In our data, although the studied polymorphisms in MnSOD, GPX1, and CAT had no clear role in modifying the associations of serum α- and γ-tocopherol with aggressive prostate cancer, several observations may provide clues for future research. First, the amino acid coded by MnSOD T allele (valine) results in less activity in converting ROS into oxygen and H₂O₂, suggesting that Val is a high risk allele leading to an increased level of oxidative stress (43). However, epidemiological studies suggest that MnSOD C allele (alanine) seems to pose a greater prostate cancer risk than Val allele in men with low intake or serum concentrations of antioxidant micronutrients (7, 17, 18) and in smokers (11, 44). Our findings suggest that high serum α-tocopherol concentrations were associated with a reduced risk of aggressive prostate cancer among current smokers in either genotype. Second, although GPX1 Leu has lower transcriptional activities (19) and is associated with increased risks of lung and breast cancer (19, 45), in CARET, the α-tocopherol–associated prostate cancer risk was independent of the GPX1 polymorphism. This finding should be interpreted with caution, because the activity of GPX1 by genotypes is selenium dependent (46) and information on serum selenium is not available in this CARET population. Third, our data suggest that among current smokers with low serum α-tocopherol concentrations, CAT C/C was associated with an increased risk of aggressive prostate cancer, but the risk may be largely attenuated among those with high serum α-tocopherol. This finding is in parallel with previous research that CAT activities can be modified by fruit/vegetable consumption (20) and women with CAT C/C genotype and high fruit/vegetable intake have a lower risk of breast cancer (14). Because a relatively small number of aggressive prostate cancer cases in CARET might have limited our statistical power on finding these α-tocopherol-gene interactions, replications of our findings with a larger sample size are warranted.

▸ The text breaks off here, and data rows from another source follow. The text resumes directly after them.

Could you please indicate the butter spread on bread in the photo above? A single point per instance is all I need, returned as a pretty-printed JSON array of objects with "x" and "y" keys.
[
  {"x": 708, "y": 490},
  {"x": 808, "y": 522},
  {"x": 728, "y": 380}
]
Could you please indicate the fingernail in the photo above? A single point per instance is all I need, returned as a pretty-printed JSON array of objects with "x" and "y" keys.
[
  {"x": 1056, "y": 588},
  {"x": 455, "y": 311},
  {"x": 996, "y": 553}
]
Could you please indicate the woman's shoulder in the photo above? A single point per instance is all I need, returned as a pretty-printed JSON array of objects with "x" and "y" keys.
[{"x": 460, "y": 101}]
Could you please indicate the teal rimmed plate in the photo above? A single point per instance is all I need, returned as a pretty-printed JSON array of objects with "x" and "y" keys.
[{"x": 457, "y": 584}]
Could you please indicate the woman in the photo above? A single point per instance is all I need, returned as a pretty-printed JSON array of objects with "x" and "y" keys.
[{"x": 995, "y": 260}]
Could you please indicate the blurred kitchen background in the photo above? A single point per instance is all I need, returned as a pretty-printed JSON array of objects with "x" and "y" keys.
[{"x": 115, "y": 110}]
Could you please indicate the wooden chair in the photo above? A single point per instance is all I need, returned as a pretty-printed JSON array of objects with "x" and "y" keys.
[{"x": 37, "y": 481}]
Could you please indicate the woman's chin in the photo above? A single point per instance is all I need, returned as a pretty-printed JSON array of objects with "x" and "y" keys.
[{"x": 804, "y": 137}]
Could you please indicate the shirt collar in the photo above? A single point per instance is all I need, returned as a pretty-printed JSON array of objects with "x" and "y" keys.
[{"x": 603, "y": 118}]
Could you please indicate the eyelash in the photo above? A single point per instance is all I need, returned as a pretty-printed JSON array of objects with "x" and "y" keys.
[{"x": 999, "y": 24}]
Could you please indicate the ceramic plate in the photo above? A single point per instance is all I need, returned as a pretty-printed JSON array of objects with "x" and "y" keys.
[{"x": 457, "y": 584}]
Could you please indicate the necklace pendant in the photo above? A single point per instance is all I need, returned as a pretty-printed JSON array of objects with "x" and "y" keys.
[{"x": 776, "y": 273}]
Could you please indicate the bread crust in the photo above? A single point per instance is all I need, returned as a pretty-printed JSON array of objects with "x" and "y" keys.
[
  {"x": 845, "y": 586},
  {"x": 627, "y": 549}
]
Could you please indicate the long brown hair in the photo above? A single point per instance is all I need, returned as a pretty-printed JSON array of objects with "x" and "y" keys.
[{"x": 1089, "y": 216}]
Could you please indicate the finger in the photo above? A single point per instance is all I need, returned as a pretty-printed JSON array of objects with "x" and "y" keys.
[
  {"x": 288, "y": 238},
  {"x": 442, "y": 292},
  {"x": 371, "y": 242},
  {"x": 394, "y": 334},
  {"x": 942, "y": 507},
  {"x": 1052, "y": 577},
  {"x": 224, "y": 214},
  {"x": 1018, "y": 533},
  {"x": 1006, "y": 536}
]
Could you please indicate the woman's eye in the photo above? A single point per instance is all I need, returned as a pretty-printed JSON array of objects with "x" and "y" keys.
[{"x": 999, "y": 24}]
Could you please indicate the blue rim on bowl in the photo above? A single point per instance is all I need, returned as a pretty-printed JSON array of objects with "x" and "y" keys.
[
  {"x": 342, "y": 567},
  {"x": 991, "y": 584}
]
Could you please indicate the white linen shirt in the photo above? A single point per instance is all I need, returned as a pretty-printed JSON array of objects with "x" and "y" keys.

A major strength of our study is its nested case-control design, which used serum measurements prior to prostate cancer diagnosis as the exposure. The grade and stage of prostate cancer were confirmed by both medical records and cancer registry files. Additionally, a large number of cases enabled us to estimate risks for both nonaggressive and aggressive prostate cancer. Nevertheless, there are limitations to this study. First, it may not be appropriate to generalize our study findings to other populations, because the CARET participants were heavy smokers and/or had occupational asbestos exposure. Characteristics related to oxidative stress levels and expression of ROS detoxifying enzymes in the study population may be different from those in other populations. Second, we were not able to control for other potential confounders such as diabetes and serum selenium, because CARET did not have the information. Third, potential effects from the long-term systematic or random variations of serum tocopherols may have biased our OR toward to null, because serum tocopherols were measured at one point in time. Nevertheless, a single measurement of serum tocopherols can represent long-term vitamin E intake to a modest degree (47). Fourth, we conducted several stratified analyses that may lead to an increase in a Type I error. However, because we specified our hypotheses and tests a priori and our findings were consistent with published literature and biological mechanisms, the probability of our significant findings being due to chance alone is low.

In conclusion, our data suggest that, among current smokers, both high serum α- and γ-tocopherol concentrations are associated with reduced risks of aggressive prostate cancer. High serum α-tocopherol concentrations may be particularly important among men with MPO G/A and A/A genotypes in reducing prostate cancer risk.

Acknowledgments

M.L.N., A.R.K., C.B.A., I.B.K., M.D.T., and G.E.G. designed the research; M.L.N., A.R.K., C.B.A., and I.B.K. conducted the research; T.Y.C. and M.J.B. analyzed the data; T.Y.C., A.R.K., and M.L.N. wrote the paper; and T.Y.C. and M.L.N had primary responsibility for the final content. All authors read and approved the final manuscript.

Footnotes

Supported in part by NIH/NCI R01-CA-96789, U01-CA-63673, and N01-PC-35142.

⁸

Abbreviations used: ATBC, α-Tocopherol, Beta Carotene Cancer Prevention Trial; CARET, Carotene and Retinol Efficacy Trial; CAT, catalase; GPX1, glutathione peroxidase 1; MnSOD, manganese superoxide dismutase; MPO, myeloperoxidase; ROS, reactive oxygen species.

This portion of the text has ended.